🤖 AI Summary
This study investigates how Transformers leverage attention mechanisms to generalize on structured multi-hop reasoning tasks, with a particular focus on their divergent performance in long-sequence extrapolation. By training GPT-J models on equivalent numeric and alphabetic tasks and employing controlled experiments, attention head behavior classification, and geometric analysis of Rotary Position Embeddings (RoPE), the work provides the first clear distinction and theoretical characterization of positional versus symbolic attention heads in terms of their computational roles. The authors introduce a “discrepancy” metric that quantitatively demonstrates the superior extrapolation robustness of symbolic mechanisms over positional ones. Furthermore, they establish that the presence of purely typed attention heads is critical for successful learning—a finding consistently validated across both controlled setups and real-world models.
📝 Abstract
Transformer-based language models are widespread in today's society. As such, understanding the mechanisms by which they solve structured tasks and predicting how they may behave in novel scenarios is of great importance for safe deployment.

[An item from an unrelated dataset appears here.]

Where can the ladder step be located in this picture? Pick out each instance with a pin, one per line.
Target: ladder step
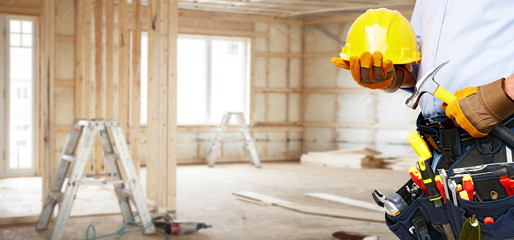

We study the learning dynamics of attention heads in a controlled setting by training a decoder-only Transformer (GPT-J) on two structurally equivalent multi-hop reasoning tasks: a number task requiring positional reasoning and a letter task requiring symbolic reasoning. Using a recently introduced metric that classifies attention-head behavior as positional or symbolic for a given prompt, we show that successful learning is associated with the emergence of pure heads, i.e., heads that express themselves as either positional or symbolic. Despite the tasks' structural equivalence, they impose different mechanistic demands: the number task requires both positional and symbolic heads, whereas the letter task requires only symbolic heads. We then identify the computational roles of these heads, characterize the basic functions they implement, and give theoretical constructions showing how single-layer RoPE-based attention can realize these functions through geometrically interpretable query, key, and value operations. This analysis yields a quantitative separation between positional and symbolic mechanisms in their robustness to longer sequences, formalized through a novel notion of discrepancy. We empirically validate the resulting predictions in both controlled and real-world models, showing that symbolic mechanisms extrapolate more reliably to longer sequences while positional mechanisms face sharper limitations.